10 de marzo de 2023, 4:00 AM
10 de marzo de 2023, 4:00 AM

Entre las ciudades del eje central, la nuestra registra la peor circulación vehicular con sus calles y avenidas convertidas en atolladeros infernales. Mucho menos favorecidas por sus características geográficas, La Paz y Cochabamba han resuelto, en cierta medida, uno de sus principales problemas urbanos. La ‘Llajta’ dio incluso un envidiable salto a la modernidad con el Tren Metropolitano mientras que por las estrechas y empinadas vías de la hoyada paceña transitan sin contratiempos hasta los enormes buses Puma Katari empleados en el transporte masivo. Las líneas del teleférico también representan para sus pasajeros una opción moderna, cómoda y rápida para cubrir distancias.
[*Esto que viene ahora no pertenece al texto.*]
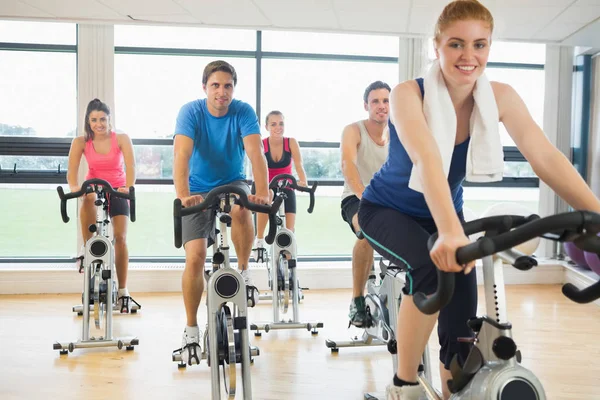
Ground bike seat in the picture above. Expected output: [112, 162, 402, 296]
[379, 258, 406, 273]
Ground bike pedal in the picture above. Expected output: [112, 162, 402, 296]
[76, 256, 84, 273]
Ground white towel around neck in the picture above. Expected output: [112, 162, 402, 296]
[408, 60, 504, 193]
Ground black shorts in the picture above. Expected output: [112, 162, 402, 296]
[358, 198, 476, 370]
[340, 195, 360, 234]
[278, 188, 296, 214]
[106, 193, 130, 218]
[251, 184, 296, 214]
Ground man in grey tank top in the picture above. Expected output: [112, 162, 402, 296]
[340, 81, 391, 327]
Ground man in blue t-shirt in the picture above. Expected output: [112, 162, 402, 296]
[173, 60, 270, 366]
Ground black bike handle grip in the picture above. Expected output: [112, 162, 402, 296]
[128, 186, 136, 223]
[265, 195, 284, 245]
[174, 198, 183, 248]
[57, 186, 70, 223]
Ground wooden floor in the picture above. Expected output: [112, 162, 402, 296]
[1, 285, 600, 400]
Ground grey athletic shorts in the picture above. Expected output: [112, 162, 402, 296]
[182, 180, 251, 248]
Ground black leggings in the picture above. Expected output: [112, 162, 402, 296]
[358, 199, 477, 369]
[251, 184, 296, 214]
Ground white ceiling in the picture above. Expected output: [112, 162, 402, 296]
[1, 0, 600, 45]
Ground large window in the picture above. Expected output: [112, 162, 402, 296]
[0, 21, 77, 139]
[114, 55, 256, 139]
[120, 186, 355, 257]
[0, 51, 77, 137]
[112, 26, 259, 257]
[294, 188, 355, 255]
[134, 145, 172, 180]
[301, 148, 343, 181]
[0, 184, 77, 257]
[256, 31, 400, 256]
[0, 21, 77, 258]
[0, 156, 68, 172]
[463, 187, 539, 217]
[261, 59, 398, 142]
[486, 41, 545, 64]
[1, 24, 548, 259]
[485, 68, 545, 147]
[112, 27, 399, 257]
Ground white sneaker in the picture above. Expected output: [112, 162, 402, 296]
[180, 326, 202, 366]
[240, 269, 254, 287]
[385, 383, 425, 400]
[240, 269, 259, 305]
[252, 238, 266, 262]
[75, 245, 85, 273]
[117, 295, 131, 313]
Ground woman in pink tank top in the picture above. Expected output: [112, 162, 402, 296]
[253, 111, 308, 256]
[66, 98, 138, 313]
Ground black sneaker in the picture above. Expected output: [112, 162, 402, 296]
[348, 296, 367, 327]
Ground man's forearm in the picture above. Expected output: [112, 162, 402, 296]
[343, 163, 365, 198]
[251, 154, 269, 195]
[174, 153, 191, 198]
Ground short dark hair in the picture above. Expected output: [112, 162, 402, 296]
[84, 98, 111, 141]
[265, 110, 284, 125]
[363, 81, 391, 104]
[202, 60, 237, 86]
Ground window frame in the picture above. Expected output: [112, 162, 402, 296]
[0, 27, 546, 262]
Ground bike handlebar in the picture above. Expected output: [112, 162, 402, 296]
[57, 178, 136, 223]
[268, 174, 318, 213]
[173, 184, 284, 248]
[413, 211, 600, 314]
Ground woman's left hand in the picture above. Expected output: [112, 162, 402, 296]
[117, 186, 130, 194]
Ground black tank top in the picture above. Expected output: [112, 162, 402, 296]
[263, 137, 292, 170]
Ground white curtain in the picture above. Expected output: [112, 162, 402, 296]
[537, 45, 574, 258]
[77, 24, 115, 132]
[75, 24, 115, 249]
[588, 55, 600, 196]
[398, 38, 428, 82]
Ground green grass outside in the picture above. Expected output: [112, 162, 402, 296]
[0, 188, 537, 258]
[0, 188, 355, 257]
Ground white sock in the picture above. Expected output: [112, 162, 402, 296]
[118, 288, 130, 298]
[185, 325, 199, 337]
[255, 238, 265, 248]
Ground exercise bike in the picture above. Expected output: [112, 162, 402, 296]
[250, 174, 324, 336]
[406, 211, 600, 400]
[71, 186, 141, 316]
[324, 233, 436, 396]
[53, 178, 139, 354]
[171, 184, 281, 400]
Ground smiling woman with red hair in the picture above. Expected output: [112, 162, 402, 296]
[357, 1, 600, 399]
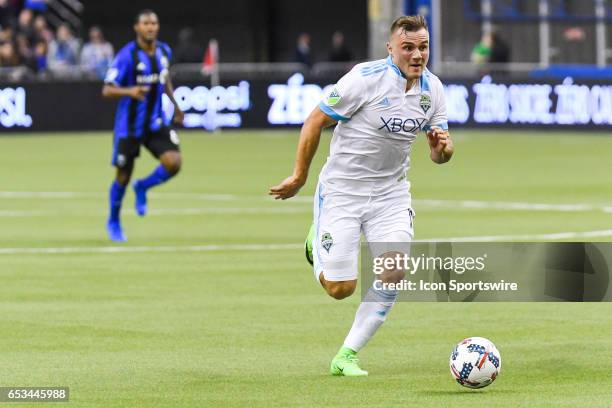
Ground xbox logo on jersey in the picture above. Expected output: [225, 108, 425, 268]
[378, 116, 427, 133]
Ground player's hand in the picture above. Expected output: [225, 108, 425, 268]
[427, 126, 453, 163]
[269, 175, 306, 200]
[129, 86, 150, 101]
[426, 126, 449, 152]
[172, 108, 185, 126]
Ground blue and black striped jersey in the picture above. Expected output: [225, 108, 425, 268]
[105, 40, 172, 138]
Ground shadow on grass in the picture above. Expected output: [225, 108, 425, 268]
[416, 389, 517, 396]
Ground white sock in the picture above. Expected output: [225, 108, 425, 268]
[343, 287, 397, 352]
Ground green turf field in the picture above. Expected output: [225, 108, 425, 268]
[0, 129, 611, 407]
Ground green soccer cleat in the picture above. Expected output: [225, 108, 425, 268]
[330, 347, 368, 376]
[304, 223, 315, 266]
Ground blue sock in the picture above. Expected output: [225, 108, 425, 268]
[137, 165, 172, 190]
[109, 181, 126, 222]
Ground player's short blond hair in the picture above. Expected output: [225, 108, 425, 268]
[389, 15, 428, 35]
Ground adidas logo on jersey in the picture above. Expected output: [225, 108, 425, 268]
[377, 97, 390, 107]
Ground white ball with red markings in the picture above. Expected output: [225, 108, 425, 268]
[449, 337, 501, 389]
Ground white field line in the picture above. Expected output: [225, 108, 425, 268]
[0, 191, 236, 201]
[147, 208, 307, 215]
[0, 208, 309, 217]
[417, 199, 612, 213]
[0, 191, 100, 198]
[2, 230, 612, 255]
[1, 191, 612, 213]
[0, 243, 303, 255]
[421, 229, 612, 242]
[0, 210, 61, 217]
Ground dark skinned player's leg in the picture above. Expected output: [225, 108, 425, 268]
[107, 161, 134, 242]
[158, 150, 182, 176]
[132, 134, 181, 217]
[115, 161, 135, 187]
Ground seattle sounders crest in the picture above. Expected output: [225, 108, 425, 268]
[321, 232, 333, 253]
[420, 94, 431, 114]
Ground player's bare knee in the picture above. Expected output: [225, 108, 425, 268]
[379, 251, 407, 284]
[115, 167, 133, 187]
[116, 175, 131, 186]
[325, 281, 356, 300]
[167, 161, 181, 176]
[381, 268, 405, 284]
[161, 153, 181, 176]
[327, 285, 353, 300]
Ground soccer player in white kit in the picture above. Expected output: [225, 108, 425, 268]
[270, 15, 454, 376]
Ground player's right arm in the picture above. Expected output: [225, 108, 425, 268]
[269, 66, 367, 200]
[268, 107, 336, 200]
[101, 47, 149, 101]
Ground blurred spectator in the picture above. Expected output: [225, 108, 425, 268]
[80, 26, 113, 78]
[47, 23, 79, 70]
[563, 26, 586, 42]
[0, 40, 20, 66]
[489, 31, 510, 63]
[33, 15, 53, 43]
[0, 0, 16, 29]
[471, 32, 491, 64]
[33, 39, 46, 71]
[0, 25, 13, 43]
[174, 27, 203, 63]
[294, 33, 311, 67]
[15, 31, 34, 68]
[329, 31, 353, 62]
[16, 8, 36, 44]
[472, 30, 510, 65]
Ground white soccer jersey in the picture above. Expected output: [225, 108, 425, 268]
[318, 56, 448, 196]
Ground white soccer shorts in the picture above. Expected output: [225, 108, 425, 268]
[312, 183, 415, 282]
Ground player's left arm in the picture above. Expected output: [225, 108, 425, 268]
[427, 127, 453, 164]
[164, 76, 184, 126]
[162, 46, 184, 126]
[426, 78, 453, 164]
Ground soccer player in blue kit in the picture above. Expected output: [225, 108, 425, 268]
[102, 10, 184, 242]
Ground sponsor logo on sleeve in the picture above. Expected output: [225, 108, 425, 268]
[326, 88, 342, 106]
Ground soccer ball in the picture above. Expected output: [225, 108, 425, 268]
[449, 337, 501, 389]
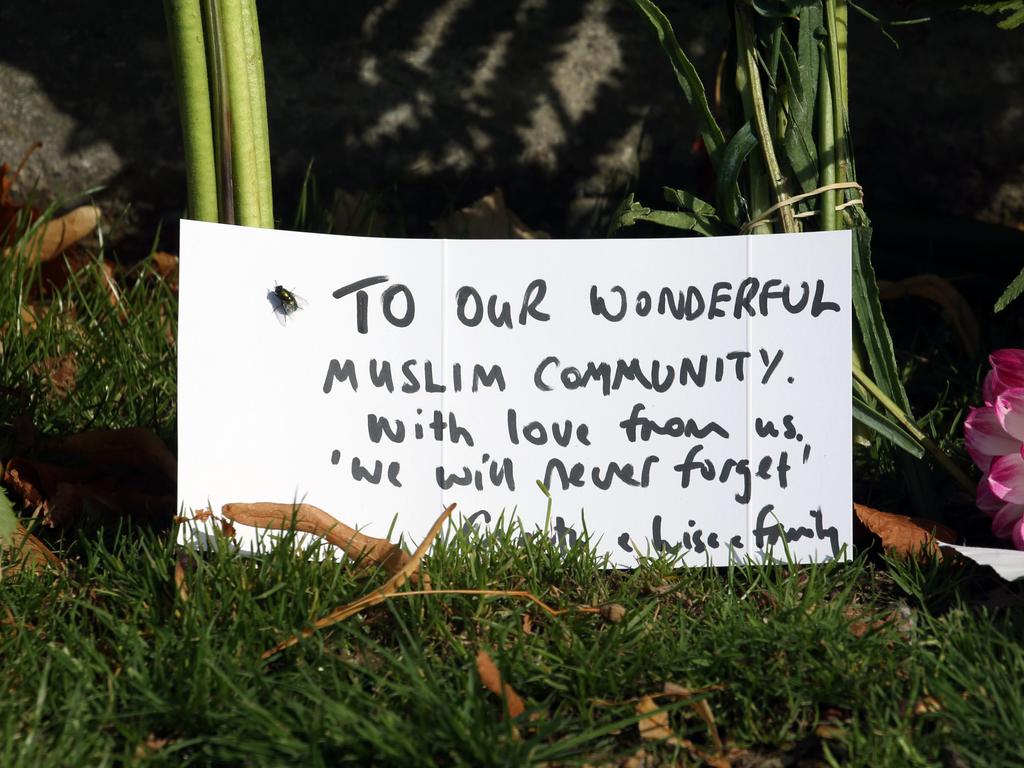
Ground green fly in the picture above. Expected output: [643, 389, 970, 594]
[269, 284, 308, 325]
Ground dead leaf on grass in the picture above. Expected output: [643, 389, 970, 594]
[599, 603, 626, 624]
[151, 251, 179, 289]
[16, 205, 100, 264]
[636, 695, 682, 745]
[434, 188, 550, 239]
[2, 427, 176, 529]
[174, 557, 188, 603]
[56, 427, 177, 484]
[476, 649, 526, 719]
[33, 353, 78, 400]
[854, 503, 956, 558]
[134, 734, 172, 758]
[913, 695, 942, 716]
[1, 522, 61, 579]
[222, 501, 411, 576]
[660, 682, 724, 753]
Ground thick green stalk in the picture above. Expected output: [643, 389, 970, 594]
[164, 0, 218, 222]
[240, 0, 273, 227]
[825, 0, 850, 189]
[216, 0, 268, 227]
[202, 0, 233, 224]
[817, 43, 836, 231]
[737, 6, 796, 234]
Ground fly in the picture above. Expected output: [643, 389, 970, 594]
[268, 284, 308, 325]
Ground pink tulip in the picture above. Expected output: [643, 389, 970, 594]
[965, 349, 1024, 549]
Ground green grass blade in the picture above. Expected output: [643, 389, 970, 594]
[852, 396, 925, 458]
[629, 0, 727, 167]
[778, 37, 819, 194]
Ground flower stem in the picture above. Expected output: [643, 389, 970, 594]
[163, 0, 218, 222]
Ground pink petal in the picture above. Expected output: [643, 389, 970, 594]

En cambio, en la capital cruceña el retroceso es evidente. O cualquier avance en la materia es nulo o imperceptible. El caos vehicular afecta la calidad de vida de los vecinos y su propia seguridad en medio de monumentales e insufribles atascos. Los enjambres de motociclistas y ‘delivery’ son la nueva plaga de la circulación. Junto a conductores del transporte público, -y también particulares-, que no respetan ni las normas básicas de tránsito. Si un día cualquiera el alcalde, sus secretarios o asesores quedaran atrapados en los congestionamientos de las llamadas ‘horas pico’, hasta podrían sufrir un ‘patatús’. Entonces, poniéndose en los zapatos de la gente y para darle un respiro a la ciudad, apurarían las soluciones que demanda el problema de la ‘movilidad urbana’ y se cumplirían las promesas de su reordenamiento lanzadas con entusiasmo en tiempos de campaña.